Any questions, ask me in the comments or put them on Notes. Likewise, ideas for flavourings, or swaps—there are so so many, please share yours.
If you enjoy reading this please could you kindly pause to hit the ❤️ at the top left or bottom of this post? It helps in the substack scheme of things, plus I’m not above feeling good when I get positive feedback. Laura xo
Cake Salé Base Recipe
For 1 loaf pan: 23L x 9W x 6.5D cm
200g flour
2 1/2 tsp baking powder
1/2 tsp salt
70 ml oil
125 ml milk
2 eggs
65 g plain yogurt
100g cheese, cubed or grated
Fresh ground black pepper
Flavourings
Ham, Cheese & Olive
1 tsp dried thyme
1 heaped tbsp coarse-grain mustard
100g pitted olives, plus a few to decorate
60 g ham, cubed or finely chopped
Extra grated cheese, to decorate
Tuna, Lemon & Chilli
1 200g tin tuna, drained and flaked
Big handful chopped celery branch with leaves
Big handful chopped fresh herbs: parsley or chives, or both
Zest of 1 unwaxed lemon
1-2 tbsp chopped deseeded red chilli, fresh or frozen
Grated Parmesan and small lemon pieces, to decorate
Method
Line the loaf pan with baking parchment, or grease it. Preheat the oven to 180ºC.
In a big bowl, combine all the dry base ingredients: flour, baking powder, salt. If your Flavouring mix has any dry ingredients, like spices, add these now. Mix well, with a fork or wooden spoon. Don’t use a whisk, the mixture will gunk up inside and it’s a mess.
Make a well and add in the eggs, followed by all the wet ingredients: oil, milk, salt, yogurt and cheese. Mix well.
Add in everything else that is outstanding from your chosen flavouring, except any bits to use for decorating the top and mix to incorporate.
Transfer to the prepared pan, smooth the top and add a line of a few olives, or a few little lemon pieces down the top, then cover with a generous coating of grated cheese.

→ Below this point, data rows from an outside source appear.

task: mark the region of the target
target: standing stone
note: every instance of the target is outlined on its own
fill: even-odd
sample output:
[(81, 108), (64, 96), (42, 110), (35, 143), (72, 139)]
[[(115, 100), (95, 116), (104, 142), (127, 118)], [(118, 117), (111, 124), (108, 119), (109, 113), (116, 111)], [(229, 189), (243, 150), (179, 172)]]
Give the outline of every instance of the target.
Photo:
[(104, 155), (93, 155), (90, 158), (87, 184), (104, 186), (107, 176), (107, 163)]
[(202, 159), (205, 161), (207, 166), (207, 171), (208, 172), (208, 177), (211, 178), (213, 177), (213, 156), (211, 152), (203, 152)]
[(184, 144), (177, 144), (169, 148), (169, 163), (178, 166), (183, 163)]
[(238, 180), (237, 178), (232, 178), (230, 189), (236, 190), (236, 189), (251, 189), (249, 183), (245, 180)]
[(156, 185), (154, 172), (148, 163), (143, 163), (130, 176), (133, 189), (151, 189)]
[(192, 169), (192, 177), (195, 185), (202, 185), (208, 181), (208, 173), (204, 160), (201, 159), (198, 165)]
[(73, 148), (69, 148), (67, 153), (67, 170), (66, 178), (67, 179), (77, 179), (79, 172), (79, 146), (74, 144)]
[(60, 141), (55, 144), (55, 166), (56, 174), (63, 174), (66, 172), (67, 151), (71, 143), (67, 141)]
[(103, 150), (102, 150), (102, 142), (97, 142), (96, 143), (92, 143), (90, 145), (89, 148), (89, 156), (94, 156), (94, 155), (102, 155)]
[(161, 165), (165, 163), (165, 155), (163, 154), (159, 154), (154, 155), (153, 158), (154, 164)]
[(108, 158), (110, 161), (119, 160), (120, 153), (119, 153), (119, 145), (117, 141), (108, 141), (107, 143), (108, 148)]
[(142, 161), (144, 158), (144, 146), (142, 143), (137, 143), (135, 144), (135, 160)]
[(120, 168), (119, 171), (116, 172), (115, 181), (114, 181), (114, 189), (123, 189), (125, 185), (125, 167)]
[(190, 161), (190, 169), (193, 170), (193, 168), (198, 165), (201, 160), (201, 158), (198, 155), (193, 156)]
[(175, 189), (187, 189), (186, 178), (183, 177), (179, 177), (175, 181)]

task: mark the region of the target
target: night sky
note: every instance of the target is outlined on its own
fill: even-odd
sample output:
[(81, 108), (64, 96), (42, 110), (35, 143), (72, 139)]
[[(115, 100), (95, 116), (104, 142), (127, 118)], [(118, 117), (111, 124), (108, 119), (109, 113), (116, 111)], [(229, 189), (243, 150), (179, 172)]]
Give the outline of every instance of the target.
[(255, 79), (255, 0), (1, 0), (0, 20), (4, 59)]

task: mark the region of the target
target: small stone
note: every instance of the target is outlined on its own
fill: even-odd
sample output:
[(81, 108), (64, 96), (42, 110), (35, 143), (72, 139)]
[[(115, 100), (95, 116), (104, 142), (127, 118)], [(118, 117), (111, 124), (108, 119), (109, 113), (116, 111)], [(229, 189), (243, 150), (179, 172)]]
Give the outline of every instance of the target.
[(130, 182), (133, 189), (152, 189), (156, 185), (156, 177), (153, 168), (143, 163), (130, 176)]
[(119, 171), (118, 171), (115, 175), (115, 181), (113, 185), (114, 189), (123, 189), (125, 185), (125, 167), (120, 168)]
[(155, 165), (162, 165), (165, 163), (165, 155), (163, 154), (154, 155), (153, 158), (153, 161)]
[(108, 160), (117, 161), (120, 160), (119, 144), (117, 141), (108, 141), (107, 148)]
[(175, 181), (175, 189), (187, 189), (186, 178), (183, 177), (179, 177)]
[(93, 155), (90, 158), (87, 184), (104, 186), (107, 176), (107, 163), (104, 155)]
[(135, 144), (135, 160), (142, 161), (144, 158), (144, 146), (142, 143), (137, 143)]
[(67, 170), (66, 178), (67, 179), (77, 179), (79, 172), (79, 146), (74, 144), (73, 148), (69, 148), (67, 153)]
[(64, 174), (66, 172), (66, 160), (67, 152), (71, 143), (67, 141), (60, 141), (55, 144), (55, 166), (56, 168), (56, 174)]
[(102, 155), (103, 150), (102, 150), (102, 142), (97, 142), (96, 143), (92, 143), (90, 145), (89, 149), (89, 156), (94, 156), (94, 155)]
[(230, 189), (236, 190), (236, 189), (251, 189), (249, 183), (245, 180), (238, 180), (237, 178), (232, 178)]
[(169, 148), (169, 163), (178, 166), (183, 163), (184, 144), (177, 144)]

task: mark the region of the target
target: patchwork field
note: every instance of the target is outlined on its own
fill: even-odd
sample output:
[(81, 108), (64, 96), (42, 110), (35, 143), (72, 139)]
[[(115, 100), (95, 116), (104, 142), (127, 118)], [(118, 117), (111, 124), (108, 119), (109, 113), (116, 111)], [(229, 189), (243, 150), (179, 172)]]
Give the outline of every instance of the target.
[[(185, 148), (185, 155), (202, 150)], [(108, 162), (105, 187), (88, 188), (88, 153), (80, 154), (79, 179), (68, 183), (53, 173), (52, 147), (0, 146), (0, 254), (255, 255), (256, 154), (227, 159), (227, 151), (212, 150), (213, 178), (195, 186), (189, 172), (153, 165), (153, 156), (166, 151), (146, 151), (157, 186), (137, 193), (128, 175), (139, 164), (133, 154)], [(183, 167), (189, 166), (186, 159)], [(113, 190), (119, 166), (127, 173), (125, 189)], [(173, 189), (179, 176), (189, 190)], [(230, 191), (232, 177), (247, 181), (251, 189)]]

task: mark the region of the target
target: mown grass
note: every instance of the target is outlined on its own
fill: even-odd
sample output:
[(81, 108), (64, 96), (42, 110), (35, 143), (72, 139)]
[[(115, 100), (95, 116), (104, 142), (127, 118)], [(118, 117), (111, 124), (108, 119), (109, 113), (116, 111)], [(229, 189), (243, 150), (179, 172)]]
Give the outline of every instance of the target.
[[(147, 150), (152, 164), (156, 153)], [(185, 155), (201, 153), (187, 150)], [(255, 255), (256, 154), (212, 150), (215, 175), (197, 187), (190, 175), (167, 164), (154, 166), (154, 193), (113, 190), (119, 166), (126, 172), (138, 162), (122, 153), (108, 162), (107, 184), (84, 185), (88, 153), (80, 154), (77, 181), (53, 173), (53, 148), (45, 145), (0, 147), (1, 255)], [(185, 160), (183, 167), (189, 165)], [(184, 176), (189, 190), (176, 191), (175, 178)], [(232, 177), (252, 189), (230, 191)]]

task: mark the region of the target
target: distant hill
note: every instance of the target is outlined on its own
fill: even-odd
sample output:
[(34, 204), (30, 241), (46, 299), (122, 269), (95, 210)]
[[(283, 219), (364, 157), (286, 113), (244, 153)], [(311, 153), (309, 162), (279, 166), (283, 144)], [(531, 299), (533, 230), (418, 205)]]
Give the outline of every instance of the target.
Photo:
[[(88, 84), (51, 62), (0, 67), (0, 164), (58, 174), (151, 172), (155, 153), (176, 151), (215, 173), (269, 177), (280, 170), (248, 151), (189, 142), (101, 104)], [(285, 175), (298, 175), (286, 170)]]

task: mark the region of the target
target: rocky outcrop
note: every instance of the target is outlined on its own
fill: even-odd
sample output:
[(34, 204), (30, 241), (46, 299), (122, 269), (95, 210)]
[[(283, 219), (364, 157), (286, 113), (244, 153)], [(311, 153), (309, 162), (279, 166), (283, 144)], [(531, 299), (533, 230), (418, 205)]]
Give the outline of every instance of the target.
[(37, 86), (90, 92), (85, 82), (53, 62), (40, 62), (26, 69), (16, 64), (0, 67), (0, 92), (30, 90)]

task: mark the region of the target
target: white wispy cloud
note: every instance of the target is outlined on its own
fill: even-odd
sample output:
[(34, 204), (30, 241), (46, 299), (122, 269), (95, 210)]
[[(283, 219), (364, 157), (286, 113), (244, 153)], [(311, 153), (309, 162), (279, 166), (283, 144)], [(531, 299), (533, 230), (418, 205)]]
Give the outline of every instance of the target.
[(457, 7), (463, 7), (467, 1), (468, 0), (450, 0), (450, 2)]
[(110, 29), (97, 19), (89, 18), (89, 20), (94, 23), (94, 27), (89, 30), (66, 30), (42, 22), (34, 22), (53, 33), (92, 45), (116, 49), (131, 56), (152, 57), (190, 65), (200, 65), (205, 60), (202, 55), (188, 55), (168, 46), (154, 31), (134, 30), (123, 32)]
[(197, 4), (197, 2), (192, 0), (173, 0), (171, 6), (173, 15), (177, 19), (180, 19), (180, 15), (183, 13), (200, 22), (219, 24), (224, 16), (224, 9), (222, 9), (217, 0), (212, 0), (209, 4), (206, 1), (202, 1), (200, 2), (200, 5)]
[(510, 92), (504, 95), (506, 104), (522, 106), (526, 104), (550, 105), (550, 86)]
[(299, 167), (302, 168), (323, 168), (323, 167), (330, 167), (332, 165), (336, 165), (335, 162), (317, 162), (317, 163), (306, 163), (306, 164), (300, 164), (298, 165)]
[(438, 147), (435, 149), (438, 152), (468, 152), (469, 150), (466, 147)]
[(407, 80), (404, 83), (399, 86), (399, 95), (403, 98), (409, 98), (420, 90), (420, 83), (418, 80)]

Add a generous grind of black pepper, if you like.
Bake until well browned and a skewer inserted in the middle comes out clean, about 20-30 minutes.
Remove from the oven and tip out of the pan. Place on a cooling rack and let cool completely before slicing.
Links
https://www.epicurious.com/recipes/food/views/savory-gruyere-bread-with-ham-melissa-clark
https://www.marmiton.org/recettes/recette_base-cake-sale-et-differentes-garnitures_223949.aspx
https://www.mollyjwilk.com/cake-sale/
Laura, I am so happy to have discovered your lovely newsletter - yes, better late than never. And I'm with you - Felicity Spector is extraordinary. She covers a war zone and then bakes - "exhaustion baking" indeed. So looking forward to reading you regularly - xoD
I can’t wait to try this recipe, thank you for sharing!